Does a sibling have any say in her mother's burial planning if she does not have power of attorney?

1 answer | Last updated: Nov 19, 2016
A fellow caregiver asked...

A friend of mine has a sister who has recently become their mom's power of attorney. I don't know if it is general or health type. My friend's mom has recently been transferred to a hospice care facility. My friend already has a mortuary site and stone paid for. She is concerned that her sister won't want their mom to be buried where previously decided. (There is nothing in writing.) Does the sister who is NOT Power of attorney have any say in this matter?


Expert Answers

Barbara Repa, a Caring.com senior editor, is an attorney, a journalist specializing in aging issues, and the author of Your Rights in the Workplace (Nolo), now in its 10th edition.

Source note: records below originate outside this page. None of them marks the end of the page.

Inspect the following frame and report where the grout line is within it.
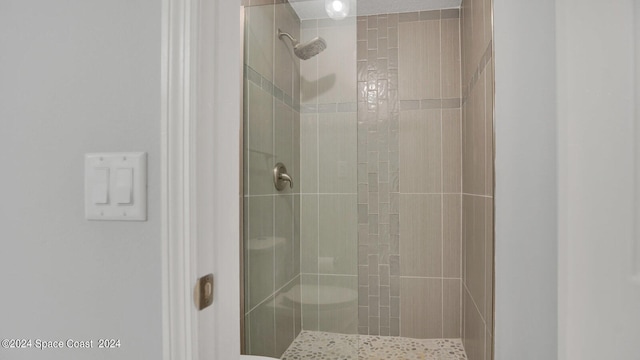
[462,193,493,199]
[300,273,358,277]
[245,276,299,315]
[315,22,320,330]
[244,193,358,198]
[464,284,493,336]
[438,13,444,337]
[267,6,278,349]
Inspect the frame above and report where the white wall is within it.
[0,0,162,359]
[556,0,640,360]
[494,0,558,360]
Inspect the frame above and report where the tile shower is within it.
[243,0,493,360]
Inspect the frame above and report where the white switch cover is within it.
[85,152,147,221]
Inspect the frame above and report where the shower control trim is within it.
[273,163,293,191]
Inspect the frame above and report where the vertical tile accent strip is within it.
[357,14,400,336]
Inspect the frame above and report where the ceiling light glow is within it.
[324,0,350,20]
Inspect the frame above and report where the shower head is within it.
[278,29,327,60]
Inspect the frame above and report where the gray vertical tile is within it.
[318,194,357,275]
[249,297,277,357]
[300,195,319,274]
[442,109,462,193]
[463,291,485,359]
[400,278,442,339]
[399,110,442,193]
[442,194,462,278]
[442,279,462,339]
[319,275,358,334]
[247,196,275,309]
[400,194,442,277]
[465,196,486,316]
[273,195,299,289]
[300,274,320,331]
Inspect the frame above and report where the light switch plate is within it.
[85,152,147,221]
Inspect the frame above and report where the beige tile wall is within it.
[461,0,494,360]
[244,1,302,357]
[398,9,462,338]
[300,18,358,336]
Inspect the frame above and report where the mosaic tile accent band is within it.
[357,14,400,336]
[282,331,467,360]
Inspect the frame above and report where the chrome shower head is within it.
[278,29,327,60]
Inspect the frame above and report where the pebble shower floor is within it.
[282,331,467,360]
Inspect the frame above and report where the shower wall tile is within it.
[462,71,482,195]
[442,279,462,339]
[300,19,360,333]
[484,330,493,360]
[422,19,442,99]
[249,296,277,357]
[441,17,461,99]
[273,100,299,194]
[462,291,485,360]
[399,110,442,193]
[357,10,462,337]
[299,114,318,194]
[300,274,320,331]
[400,278,442,339]
[463,195,486,318]
[245,82,274,195]
[318,113,358,194]
[300,194,318,272]
[442,194,462,278]
[319,275,358,334]
[357,14,399,336]
[246,6,276,81]
[273,195,300,290]
[461,0,494,354]
[400,194,442,278]
[318,194,358,275]
[442,109,462,193]
[484,63,494,196]
[243,0,302,357]
[271,275,300,358]
[318,22,357,104]
[398,21,427,100]
[484,198,494,330]
[246,196,275,311]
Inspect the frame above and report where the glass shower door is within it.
[242,0,358,358]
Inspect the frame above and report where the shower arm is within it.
[278,29,298,46]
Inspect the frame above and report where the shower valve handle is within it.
[273,163,293,191]
[280,174,293,189]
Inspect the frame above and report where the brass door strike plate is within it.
[194,274,213,310]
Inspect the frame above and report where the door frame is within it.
[161,0,242,360]
[161,0,196,360]
[161,0,557,360]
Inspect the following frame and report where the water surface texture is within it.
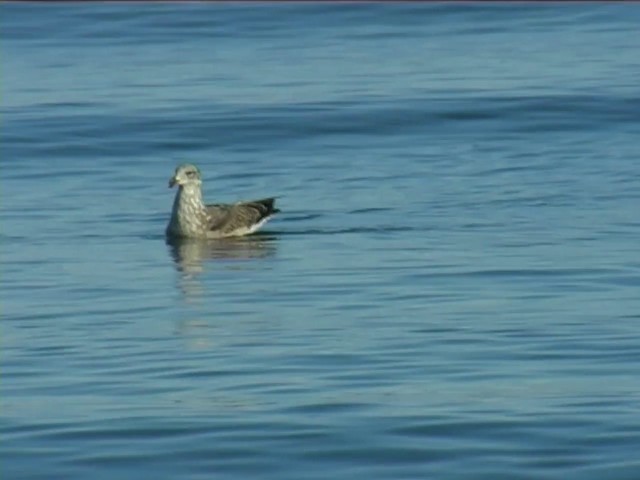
[0,3,640,480]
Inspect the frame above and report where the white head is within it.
[169,163,202,188]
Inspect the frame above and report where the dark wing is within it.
[207,198,280,233]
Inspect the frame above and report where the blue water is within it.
[0,3,640,480]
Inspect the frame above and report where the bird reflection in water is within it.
[167,234,276,301]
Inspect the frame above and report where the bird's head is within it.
[169,163,202,188]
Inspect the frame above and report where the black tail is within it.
[251,197,280,217]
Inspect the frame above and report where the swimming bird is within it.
[166,163,280,238]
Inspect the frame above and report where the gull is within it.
[166,163,280,238]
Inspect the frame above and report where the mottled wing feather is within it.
[207,198,279,233]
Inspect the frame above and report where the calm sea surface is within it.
[0,3,640,480]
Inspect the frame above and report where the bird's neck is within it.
[173,185,205,214]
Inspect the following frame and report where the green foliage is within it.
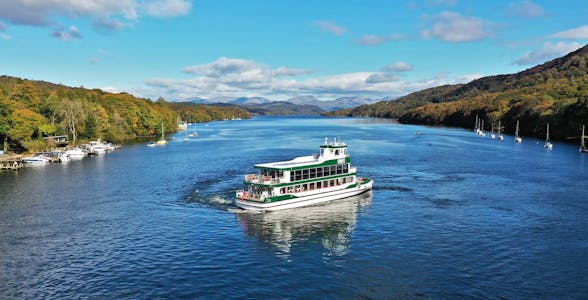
[0,76,250,152]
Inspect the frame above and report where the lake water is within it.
[0,117,588,299]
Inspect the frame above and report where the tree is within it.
[61,98,83,145]
[8,108,46,141]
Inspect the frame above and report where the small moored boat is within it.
[544,123,553,150]
[515,120,523,143]
[235,138,373,211]
[580,125,588,153]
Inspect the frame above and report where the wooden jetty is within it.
[0,155,24,170]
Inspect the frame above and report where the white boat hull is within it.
[235,181,373,211]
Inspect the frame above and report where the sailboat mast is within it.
[580,125,586,149]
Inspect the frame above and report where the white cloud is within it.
[551,25,588,40]
[357,34,388,46]
[145,0,192,17]
[316,21,346,36]
[515,42,582,65]
[141,57,478,100]
[365,72,399,84]
[272,66,313,77]
[427,0,457,6]
[381,61,412,72]
[51,26,82,41]
[0,0,192,36]
[506,0,547,18]
[421,11,493,42]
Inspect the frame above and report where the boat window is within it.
[295,170,302,181]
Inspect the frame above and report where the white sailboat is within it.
[580,125,588,153]
[157,122,167,145]
[498,121,504,141]
[544,123,553,150]
[515,120,523,143]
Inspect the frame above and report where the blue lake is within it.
[0,117,588,299]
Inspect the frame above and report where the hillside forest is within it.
[0,76,250,153]
[327,46,588,140]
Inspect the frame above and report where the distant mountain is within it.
[239,101,325,115]
[287,96,378,111]
[187,95,377,115]
[227,97,272,104]
[328,46,588,139]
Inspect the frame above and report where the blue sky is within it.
[0,0,588,101]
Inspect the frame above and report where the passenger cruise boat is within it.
[235,138,373,211]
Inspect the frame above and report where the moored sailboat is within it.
[544,123,553,150]
[580,125,588,153]
[515,120,523,143]
[497,121,504,141]
[157,122,167,145]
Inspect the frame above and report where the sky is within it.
[0,0,588,101]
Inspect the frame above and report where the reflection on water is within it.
[236,191,372,256]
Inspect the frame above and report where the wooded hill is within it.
[326,46,588,139]
[0,76,250,153]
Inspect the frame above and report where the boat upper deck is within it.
[255,155,322,169]
[255,139,350,171]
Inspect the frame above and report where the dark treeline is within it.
[0,76,250,153]
[328,46,588,140]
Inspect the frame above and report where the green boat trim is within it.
[253,157,351,171]
[244,173,357,188]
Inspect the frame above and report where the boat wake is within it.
[185,189,237,211]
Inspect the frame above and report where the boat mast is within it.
[580,125,586,151]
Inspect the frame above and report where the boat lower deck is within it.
[235,180,373,211]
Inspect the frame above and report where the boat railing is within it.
[237,190,263,202]
[245,174,284,184]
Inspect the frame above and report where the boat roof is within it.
[254,155,351,171]
[255,155,321,169]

Any power the sister holds by dint of the power of attorney ends when your friend's mother dies. So that will not likely be the sticking point in their situation.

But to avoid an unpleasant psychological wrestling match when death does occur, you should urge your friend to put a few safety guards in place.

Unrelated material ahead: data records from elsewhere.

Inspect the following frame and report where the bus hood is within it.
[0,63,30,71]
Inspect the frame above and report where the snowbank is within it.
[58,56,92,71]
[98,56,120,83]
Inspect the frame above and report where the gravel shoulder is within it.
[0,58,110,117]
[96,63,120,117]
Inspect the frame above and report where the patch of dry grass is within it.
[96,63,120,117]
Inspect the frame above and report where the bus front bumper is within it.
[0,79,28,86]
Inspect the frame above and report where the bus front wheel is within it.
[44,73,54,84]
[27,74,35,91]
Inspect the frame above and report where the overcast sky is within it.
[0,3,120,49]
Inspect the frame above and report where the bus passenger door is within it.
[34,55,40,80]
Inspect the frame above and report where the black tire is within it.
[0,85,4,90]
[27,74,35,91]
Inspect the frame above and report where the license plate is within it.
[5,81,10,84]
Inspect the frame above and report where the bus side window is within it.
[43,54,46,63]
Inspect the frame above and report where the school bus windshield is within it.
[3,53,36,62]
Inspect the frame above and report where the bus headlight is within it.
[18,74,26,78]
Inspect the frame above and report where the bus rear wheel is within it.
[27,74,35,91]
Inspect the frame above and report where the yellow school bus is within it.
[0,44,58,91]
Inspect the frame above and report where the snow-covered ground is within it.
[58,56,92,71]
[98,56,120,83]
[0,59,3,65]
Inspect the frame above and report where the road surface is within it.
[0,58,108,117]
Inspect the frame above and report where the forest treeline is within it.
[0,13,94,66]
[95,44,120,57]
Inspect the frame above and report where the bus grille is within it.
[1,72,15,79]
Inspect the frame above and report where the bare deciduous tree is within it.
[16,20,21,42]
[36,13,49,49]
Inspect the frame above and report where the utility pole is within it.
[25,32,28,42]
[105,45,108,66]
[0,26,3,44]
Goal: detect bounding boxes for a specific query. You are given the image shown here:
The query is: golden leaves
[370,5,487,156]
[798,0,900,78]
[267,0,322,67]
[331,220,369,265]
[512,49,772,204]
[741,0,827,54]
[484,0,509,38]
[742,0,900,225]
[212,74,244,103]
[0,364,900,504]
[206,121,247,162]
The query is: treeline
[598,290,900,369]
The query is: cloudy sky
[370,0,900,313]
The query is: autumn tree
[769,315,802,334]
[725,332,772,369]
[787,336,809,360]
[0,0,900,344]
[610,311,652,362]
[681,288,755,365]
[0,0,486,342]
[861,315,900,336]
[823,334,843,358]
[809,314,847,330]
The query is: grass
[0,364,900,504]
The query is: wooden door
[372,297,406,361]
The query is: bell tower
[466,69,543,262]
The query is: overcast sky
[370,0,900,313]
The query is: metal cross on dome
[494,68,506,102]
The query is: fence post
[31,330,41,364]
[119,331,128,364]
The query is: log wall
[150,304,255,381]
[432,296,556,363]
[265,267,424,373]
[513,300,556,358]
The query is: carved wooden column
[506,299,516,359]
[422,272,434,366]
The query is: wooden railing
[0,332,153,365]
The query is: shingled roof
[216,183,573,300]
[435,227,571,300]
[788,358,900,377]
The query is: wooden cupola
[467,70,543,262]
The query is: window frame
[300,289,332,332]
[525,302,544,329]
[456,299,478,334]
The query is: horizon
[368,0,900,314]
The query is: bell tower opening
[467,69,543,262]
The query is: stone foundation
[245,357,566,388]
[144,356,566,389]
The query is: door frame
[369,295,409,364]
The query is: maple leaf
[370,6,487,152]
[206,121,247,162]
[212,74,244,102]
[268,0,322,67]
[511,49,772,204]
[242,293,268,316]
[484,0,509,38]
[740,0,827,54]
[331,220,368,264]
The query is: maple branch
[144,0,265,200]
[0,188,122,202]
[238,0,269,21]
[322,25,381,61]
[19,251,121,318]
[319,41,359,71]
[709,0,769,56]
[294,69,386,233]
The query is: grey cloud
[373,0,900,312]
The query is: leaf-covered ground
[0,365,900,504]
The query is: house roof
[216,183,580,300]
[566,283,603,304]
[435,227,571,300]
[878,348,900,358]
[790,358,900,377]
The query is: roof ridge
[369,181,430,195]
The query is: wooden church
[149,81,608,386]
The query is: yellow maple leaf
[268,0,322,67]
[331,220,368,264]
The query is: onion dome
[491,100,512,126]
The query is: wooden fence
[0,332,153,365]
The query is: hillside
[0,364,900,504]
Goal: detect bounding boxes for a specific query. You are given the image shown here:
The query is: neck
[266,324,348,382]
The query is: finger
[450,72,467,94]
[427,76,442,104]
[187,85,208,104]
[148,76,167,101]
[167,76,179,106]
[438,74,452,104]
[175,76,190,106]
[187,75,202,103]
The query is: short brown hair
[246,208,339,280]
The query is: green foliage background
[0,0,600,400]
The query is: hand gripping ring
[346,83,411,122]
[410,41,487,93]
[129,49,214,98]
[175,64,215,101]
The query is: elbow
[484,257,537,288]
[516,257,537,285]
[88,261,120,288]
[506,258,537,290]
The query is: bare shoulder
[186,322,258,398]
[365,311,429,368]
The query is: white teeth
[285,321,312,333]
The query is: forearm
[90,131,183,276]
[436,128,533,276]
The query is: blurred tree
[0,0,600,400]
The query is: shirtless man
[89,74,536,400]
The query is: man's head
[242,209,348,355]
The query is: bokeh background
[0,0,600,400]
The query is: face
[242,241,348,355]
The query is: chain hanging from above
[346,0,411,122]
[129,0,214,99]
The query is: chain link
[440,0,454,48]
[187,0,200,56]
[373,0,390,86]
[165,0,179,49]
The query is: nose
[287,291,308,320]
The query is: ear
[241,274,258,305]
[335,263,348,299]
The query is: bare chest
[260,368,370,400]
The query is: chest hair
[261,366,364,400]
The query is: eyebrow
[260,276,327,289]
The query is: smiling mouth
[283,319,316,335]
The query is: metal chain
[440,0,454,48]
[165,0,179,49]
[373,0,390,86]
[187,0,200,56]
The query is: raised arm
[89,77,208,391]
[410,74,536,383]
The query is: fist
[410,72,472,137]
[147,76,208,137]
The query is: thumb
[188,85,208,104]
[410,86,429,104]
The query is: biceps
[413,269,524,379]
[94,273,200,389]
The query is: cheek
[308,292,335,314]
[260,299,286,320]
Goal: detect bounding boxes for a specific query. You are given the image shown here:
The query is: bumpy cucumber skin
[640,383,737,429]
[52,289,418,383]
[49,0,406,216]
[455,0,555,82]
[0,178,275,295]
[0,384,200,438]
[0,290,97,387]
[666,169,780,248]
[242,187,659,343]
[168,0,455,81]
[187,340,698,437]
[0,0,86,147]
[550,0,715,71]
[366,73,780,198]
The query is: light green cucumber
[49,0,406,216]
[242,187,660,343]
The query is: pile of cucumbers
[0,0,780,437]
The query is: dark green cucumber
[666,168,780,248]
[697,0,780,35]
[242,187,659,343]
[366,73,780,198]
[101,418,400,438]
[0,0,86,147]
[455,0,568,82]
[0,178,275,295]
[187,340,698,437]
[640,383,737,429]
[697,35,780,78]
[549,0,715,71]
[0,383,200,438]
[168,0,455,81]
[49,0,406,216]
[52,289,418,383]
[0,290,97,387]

While she's still alive, the mother's wishes can rule. The strongest protection would be her to put her wishes in writing – and this may already have been accomplished if the mother was a party to the purchase contract with the mortuary. If she was not, urge the mother to write a brief outline of her preferences and sign it, preferably attached to a copy of the mortuary contract. While this is not absolutely bulletproof from a legal standpoint, most surviving family members are likely to honor and respect such wishes.

If the mother is willing and able, she could also record her wishes for these final arrangements with a local funeral or memorial society. That group might then be willing to intercede to make sure they were enforced after her death. Find a local society through the Funeral Consumers Alliance.

If the mother is not the documenting kind, your friend should at least encourage her to mention her preferences to the sister, preferably in the presence of another person or two who could later vouch for those wishes. This at least has the power of guilt-induced persuasion behind it.

Finally, if the mother is not able to act, your friend might get some good and direct guidance with this issue from the hospice workers providing her final care.